What I want to achieve is a more robust way of tracking how the robot is departing from the lanes. Some sort of central line marker that can be used to detect if the robot has moved away from the center. My understanding is that averaging the lines on the lanes into two lines (left and right lanes) and then working with their slopes should give some result.

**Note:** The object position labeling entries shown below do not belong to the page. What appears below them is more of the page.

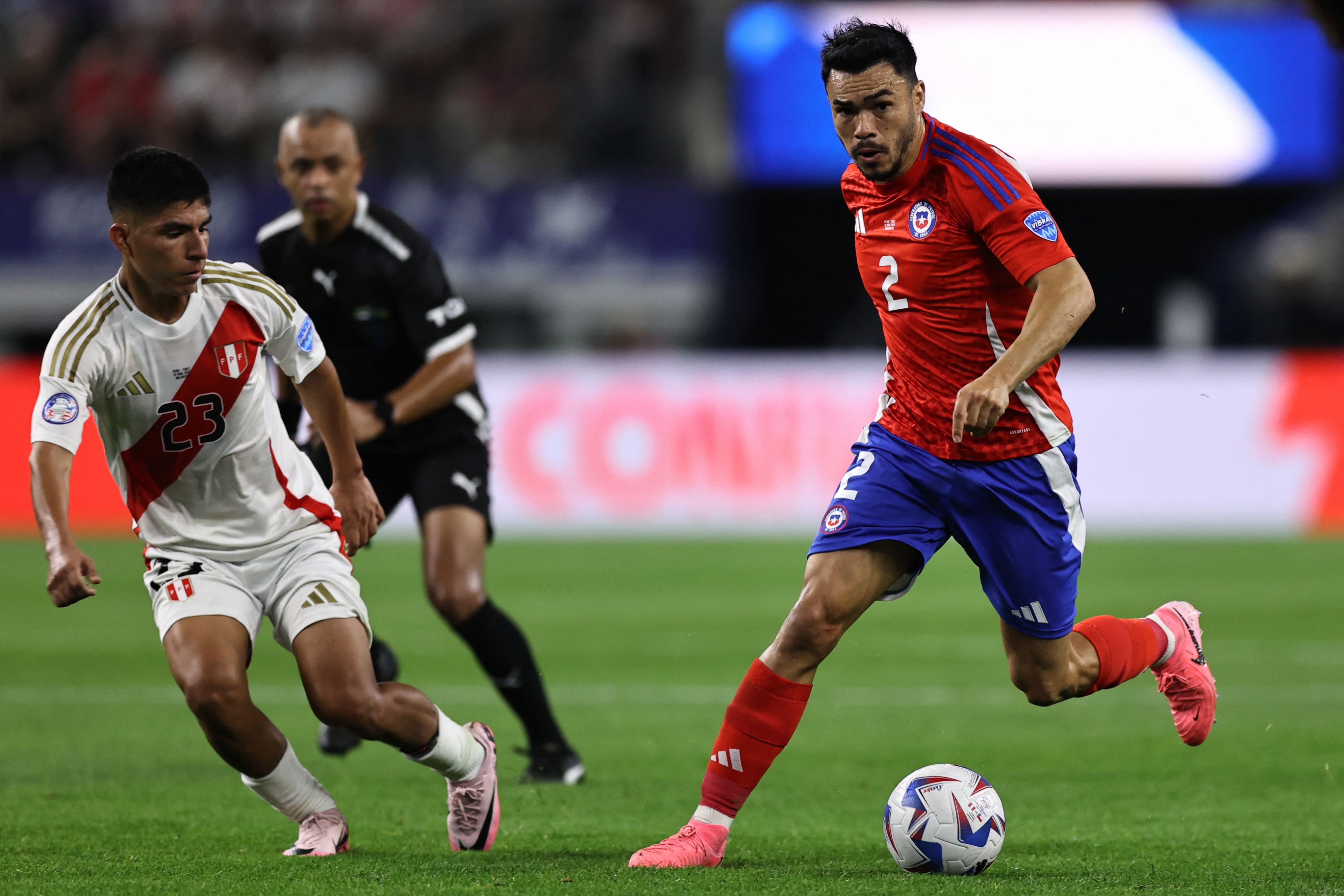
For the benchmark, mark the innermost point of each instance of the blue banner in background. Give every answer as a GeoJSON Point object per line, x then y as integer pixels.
{"type": "Point", "coordinates": [1108, 93]}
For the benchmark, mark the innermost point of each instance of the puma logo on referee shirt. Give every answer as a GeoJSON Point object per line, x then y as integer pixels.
{"type": "Point", "coordinates": [328, 281]}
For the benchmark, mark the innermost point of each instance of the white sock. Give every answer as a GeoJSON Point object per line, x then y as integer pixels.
{"type": "Point", "coordinates": [292, 789]}
{"type": "Point", "coordinates": [711, 816]}
{"type": "Point", "coordinates": [456, 754]}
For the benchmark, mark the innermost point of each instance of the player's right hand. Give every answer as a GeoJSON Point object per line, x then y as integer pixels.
{"type": "Point", "coordinates": [72, 578]}
{"type": "Point", "coordinates": [359, 511]}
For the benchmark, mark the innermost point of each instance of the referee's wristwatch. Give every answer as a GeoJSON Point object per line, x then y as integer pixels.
{"type": "Point", "coordinates": [384, 412]}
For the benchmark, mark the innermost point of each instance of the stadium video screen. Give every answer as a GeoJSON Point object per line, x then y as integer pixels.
{"type": "Point", "coordinates": [1080, 93]}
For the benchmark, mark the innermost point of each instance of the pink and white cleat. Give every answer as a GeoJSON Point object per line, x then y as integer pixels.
{"type": "Point", "coordinates": [474, 805]}
{"type": "Point", "coordinates": [1185, 676]}
{"type": "Point", "coordinates": [323, 834]}
{"type": "Point", "coordinates": [697, 844]}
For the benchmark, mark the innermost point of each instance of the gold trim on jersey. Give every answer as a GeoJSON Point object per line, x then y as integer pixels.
{"type": "Point", "coordinates": [257, 283]}
{"type": "Point", "coordinates": [74, 366]}
{"type": "Point", "coordinates": [77, 328]}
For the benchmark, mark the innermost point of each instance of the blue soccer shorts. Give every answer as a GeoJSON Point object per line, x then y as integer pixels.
{"type": "Point", "coordinates": [1019, 520]}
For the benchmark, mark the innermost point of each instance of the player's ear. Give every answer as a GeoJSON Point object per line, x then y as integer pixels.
{"type": "Point", "coordinates": [120, 237]}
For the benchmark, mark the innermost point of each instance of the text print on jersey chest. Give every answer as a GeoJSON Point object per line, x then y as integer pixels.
{"type": "Point", "coordinates": [197, 413]}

However, I've not been able to transform this into code.

Code:

from picamera.array import PiRGBArray
from picamera import PiCamera
import time
import cv2
import numpy as np
import serial

#The two element array is [rho theta] i.e. output of the Hough Transform

image=0
rawCapture=0
camera= PiCamera()
camera.resolution=(240,120)
camera.framerate=10
rawCapture=PiRGBArray(camera, size=(240,120))
time.sleep(0.1)
#ser=serial.Serial('/dev/ttyUSB0',9600)

for frame in camera.capture_continuous(rawCapture, format="bgr", use_video_port=True):
    image=frame.array
    img_f=cv2.flip(image,-1)
    gray= cv2.cvtColor(img_f,cv2.COLOR_BGR2GRAY)
    blur=cv2.GaussianBlur(gray,(5,5),0)
    edges= cv2.Canny(blur,50,150,apertureSize=3)
    lines= cv2.HoughLines(edges, 1, np.pi/180, 60)
    cords=[]
    if lines is not None:
        for x in range(0,len(lines)):
            for rho,theta in lines[x]:
                a=np.cos(theta)
                b=np.sin(theta)
                x0=a*rho
                y0=b*rho
                x1=int(x0+1000*(-b))
                cords.append(x1)
                y1=int(y0+1000*(a))
                cords.append(x1)
                x2=int(x0-1000*(-b))
                cords.append(x1)
                y2=int(y0-1000*(a))
                cords.append(x1)
                print rho,
                print "RRRRRRRR"
                print theta,
                print "TTTTTTTTTTTT"
                #print cords,
                #print "CCCCCCCCCCCCCCCC"
                #cv2.line(img_f,(x1,y1),(x2,y2),(0,255,0),1)
                if rho<60:
                    cv2.line(img_f,(x1,y1),(x2,y2),(0,255,0),1)
                    print lines[x]
                    if theta<1:
                        if theta>0.558:
                            print "Move Right"
                            #ser.write('R')
                        else:
                            print "Continue Straight"
                    if theta>1:
                        if theta>2.6 or rho>-120:
                            print "Move Left"
                            #ser.write('L')
                        else:
                            print "Continue Straight"
                    else:
                        print "Move Straight"

        else:
            print "No line"        

        cv2.namedWindow('frame', cv2.WINDOW_NORMAL)
        cv2.imshow('frame',edges)
        key=cv2.waitKey(1)& 0xFF
        rawCapture.truncate(0)
        if(key==ord("q")):
              break

Hey guys,

I'm using OpenCV 3 in Python 2.7. My project's aim is to build an autonomous lane departing robot that can detect the two lanes on its sides and continuously correct itself to remain within them. I want to achieve something like this project watch?v=R_5XhnmDNz4 (add to end of youtube link...can't post links).

So far I've done the line detection part from the live video feed using both HoughLines and HoughLinesP. I'm not very proficient in OpenCV and python and the part where I'm stuck at is converting the logic of detecting the lane departure of the robot. For straight roads, I thought of tracking the midpoint of the perpendicular that joins the two boundaries of the roads. I'm not able to convert this logic into code and would appreciate any help I can get in this.